Raden Patah Perintahkan Empat Wali (Cerita Sunan Kalijaga Membangun Masjid Agung Demak Bagian 1)

Alkisah Rakyat ~ Menjelang abad ke-15, antara tahun 1468 sempai tahun 1478. Majapahit yang diperintah Prabu Brawijaya V atau terkenal sebagai Raden Wijaya mulai surut. Kerajaan besar Hindu yang dikenal diseluruh Nusantara, bahkan mancanegara, serta telah menurunkan banyak raja besar sepanjang zaman itu lambat laun pupus kekuatannya. Majapahit mulai mengalami keruntuhan total, bahkan nyaris punah akibat sistem pemerintahan kerajaan yang terus kacau dari dalam Para putra mahkota saling menjatuhkan satu sama lain. Gejala buruk ini sulit dikendalikan. Majapahit yang begitu besar dan disegani mulai tahun 1468 itu seakan lupa memperhatikan kondisi kerajaan yang berjalan begitu kacau karena dikendalikan banyak tangan.


Selama puluhan tahun Majapahit memang lebih mengutamakan roda pemerintahan ke wilayah luar. Sementara urusan ke dalam kerajaan dianggap tidak penting untuk dikokohkan. Akhirnya, kerajaan besar Hindu ini menghadapi masa genting. Kebesarannya mulai goyah diterpa badai kemelut perpecahan keluarga. Kondisi wilayah serta perubahan di dalam kerajaan sejak lama lepas dari perhatian. Tujuan utama untuk menghimpun rasa persatuan dan kesatuan wilayah dalam sebuah komando tanpa diimbangi semangat kebersamaan di antara anggota keluarga kerajaan telah menjadi bumerang sendiri.

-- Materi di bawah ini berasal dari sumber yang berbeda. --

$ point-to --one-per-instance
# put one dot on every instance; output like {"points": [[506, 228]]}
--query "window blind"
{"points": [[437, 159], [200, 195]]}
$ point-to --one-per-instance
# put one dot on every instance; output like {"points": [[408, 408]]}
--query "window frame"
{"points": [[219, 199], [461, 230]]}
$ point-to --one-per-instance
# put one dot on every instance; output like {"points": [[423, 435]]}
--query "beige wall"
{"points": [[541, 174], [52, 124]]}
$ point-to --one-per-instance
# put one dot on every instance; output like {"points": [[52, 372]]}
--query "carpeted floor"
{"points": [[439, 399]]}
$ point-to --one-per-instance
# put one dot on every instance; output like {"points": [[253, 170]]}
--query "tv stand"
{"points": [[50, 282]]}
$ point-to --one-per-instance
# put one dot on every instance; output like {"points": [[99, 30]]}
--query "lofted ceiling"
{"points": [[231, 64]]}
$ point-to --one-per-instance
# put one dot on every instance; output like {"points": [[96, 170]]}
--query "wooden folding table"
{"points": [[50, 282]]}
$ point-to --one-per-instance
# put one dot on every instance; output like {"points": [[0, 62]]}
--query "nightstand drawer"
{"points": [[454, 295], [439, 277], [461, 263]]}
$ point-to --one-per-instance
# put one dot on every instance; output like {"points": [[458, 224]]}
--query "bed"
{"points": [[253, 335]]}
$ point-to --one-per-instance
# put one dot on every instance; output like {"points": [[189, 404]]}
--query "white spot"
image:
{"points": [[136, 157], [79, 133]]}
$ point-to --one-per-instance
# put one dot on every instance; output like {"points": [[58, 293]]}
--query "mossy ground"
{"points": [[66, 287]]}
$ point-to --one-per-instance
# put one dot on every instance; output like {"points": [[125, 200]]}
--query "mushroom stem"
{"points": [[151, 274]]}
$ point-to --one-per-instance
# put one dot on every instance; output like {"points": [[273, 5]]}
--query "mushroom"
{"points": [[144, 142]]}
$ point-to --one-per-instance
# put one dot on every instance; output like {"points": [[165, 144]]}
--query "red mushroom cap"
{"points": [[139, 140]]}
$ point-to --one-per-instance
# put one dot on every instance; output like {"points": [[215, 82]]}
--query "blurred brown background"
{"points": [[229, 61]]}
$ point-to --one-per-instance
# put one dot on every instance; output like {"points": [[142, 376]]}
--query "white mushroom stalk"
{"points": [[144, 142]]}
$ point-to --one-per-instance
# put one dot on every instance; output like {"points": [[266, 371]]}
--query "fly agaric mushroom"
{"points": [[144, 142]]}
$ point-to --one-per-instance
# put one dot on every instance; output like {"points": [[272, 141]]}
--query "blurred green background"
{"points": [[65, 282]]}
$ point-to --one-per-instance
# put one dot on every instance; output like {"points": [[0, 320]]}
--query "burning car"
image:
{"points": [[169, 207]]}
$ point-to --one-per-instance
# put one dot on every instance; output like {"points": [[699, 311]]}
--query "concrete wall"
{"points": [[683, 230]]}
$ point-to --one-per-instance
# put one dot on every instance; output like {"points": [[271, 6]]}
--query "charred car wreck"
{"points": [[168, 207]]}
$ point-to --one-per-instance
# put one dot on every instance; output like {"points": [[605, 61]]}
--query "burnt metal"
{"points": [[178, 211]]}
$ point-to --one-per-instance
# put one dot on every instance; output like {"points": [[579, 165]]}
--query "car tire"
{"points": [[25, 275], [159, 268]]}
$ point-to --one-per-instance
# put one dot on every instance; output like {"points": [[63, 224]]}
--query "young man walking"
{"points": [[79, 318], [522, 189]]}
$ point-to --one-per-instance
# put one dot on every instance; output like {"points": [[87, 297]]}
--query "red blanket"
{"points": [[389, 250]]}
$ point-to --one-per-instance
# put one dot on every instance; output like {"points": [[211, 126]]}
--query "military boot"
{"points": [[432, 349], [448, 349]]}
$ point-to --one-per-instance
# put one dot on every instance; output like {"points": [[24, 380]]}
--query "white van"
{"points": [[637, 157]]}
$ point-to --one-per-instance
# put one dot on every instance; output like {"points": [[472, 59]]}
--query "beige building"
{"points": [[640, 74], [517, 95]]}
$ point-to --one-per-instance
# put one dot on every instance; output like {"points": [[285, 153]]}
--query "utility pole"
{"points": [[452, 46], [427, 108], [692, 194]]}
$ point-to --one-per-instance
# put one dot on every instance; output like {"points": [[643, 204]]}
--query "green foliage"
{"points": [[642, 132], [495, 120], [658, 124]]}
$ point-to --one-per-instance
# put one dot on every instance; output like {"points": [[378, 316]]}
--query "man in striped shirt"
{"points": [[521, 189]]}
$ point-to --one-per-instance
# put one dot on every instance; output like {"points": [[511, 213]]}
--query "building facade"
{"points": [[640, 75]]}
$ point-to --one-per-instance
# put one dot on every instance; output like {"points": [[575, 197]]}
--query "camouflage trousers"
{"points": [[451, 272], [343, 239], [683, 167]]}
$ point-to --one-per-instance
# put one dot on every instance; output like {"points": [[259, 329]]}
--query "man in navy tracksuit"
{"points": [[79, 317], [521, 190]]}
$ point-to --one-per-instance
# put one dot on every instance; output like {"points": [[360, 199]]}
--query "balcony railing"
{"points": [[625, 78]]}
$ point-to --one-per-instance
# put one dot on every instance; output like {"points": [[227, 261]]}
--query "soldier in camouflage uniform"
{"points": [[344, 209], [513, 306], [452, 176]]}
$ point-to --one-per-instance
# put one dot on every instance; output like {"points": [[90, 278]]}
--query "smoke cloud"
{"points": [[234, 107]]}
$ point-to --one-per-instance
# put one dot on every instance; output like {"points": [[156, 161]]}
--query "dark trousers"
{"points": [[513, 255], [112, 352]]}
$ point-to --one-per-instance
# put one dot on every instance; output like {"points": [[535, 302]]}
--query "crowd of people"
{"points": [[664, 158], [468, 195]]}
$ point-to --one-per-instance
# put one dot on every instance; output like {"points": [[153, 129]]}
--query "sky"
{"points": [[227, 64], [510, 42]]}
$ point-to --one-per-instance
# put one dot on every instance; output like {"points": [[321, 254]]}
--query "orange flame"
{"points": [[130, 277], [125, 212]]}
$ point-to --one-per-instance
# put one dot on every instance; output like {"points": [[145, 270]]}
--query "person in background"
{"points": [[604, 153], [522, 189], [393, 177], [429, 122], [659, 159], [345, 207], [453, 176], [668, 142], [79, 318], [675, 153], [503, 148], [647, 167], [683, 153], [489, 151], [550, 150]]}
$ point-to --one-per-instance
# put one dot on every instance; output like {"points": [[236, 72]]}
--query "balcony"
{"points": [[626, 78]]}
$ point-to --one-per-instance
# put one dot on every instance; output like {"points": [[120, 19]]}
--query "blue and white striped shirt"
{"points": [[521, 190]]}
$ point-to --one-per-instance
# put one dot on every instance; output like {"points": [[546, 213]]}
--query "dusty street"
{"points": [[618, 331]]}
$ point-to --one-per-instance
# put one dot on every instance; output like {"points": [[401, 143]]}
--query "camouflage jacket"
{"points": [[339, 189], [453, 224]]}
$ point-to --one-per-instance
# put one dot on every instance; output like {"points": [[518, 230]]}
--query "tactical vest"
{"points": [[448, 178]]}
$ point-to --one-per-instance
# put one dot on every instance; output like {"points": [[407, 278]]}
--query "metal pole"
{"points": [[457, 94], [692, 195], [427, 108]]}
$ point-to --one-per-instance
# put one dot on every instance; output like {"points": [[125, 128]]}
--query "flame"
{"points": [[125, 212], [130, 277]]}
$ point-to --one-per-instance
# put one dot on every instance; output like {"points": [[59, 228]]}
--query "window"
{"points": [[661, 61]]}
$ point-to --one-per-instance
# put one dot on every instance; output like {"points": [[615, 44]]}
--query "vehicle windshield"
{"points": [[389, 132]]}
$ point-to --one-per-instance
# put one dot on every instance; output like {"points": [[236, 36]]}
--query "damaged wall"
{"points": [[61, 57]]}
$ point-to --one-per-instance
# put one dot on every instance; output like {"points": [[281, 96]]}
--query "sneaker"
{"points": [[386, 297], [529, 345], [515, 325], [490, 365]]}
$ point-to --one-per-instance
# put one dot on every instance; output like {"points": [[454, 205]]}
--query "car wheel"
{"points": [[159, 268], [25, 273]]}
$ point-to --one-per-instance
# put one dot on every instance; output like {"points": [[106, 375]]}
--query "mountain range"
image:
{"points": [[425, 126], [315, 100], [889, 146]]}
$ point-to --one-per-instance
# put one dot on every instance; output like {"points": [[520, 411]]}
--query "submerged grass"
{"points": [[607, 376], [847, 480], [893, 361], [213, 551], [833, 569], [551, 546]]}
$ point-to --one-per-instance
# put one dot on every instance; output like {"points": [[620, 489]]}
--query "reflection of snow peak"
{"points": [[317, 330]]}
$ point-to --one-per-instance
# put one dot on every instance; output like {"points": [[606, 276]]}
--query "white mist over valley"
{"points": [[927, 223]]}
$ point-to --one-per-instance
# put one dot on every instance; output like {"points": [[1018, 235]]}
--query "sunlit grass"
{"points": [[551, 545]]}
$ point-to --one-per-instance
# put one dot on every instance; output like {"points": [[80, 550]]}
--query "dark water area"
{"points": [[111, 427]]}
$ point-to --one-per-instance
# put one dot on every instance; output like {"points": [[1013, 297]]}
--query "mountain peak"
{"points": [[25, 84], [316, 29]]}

Prabu Brawijaya V seakan lupa menyadari hadirnya tanda-tanda perubahan zaman. Beliau seakan tidak menyadari bahwa masa paling pahit akan bakal segera dihadapi Majapahit. Pola persatuan dan kesatuan yang digalang antara satu kerajaan dengan wilayah kerajaan lain hanya separuh saja dikuasai. Sementara tumbuhnya agama Islam di wilayah Jawa Timur yang dimulai sejak abad ke-13 sulit untuk di bendung. Kelemahan dalam sistem pola manajemen membuka peluang besar bagi Islam untuk berkembang dan menambah beban bagi posisi Majapahit yang di masa itu dari waktu ke waktu berlangsung sangat memprihatinkan. Segala isu dan intrik yang terjadi di dalam istana terus berkembang dan meluas. Pemberontakan kecil-kecilan terus berlanjut mengancam posisi sang Prabu dan pemerintahan resminya.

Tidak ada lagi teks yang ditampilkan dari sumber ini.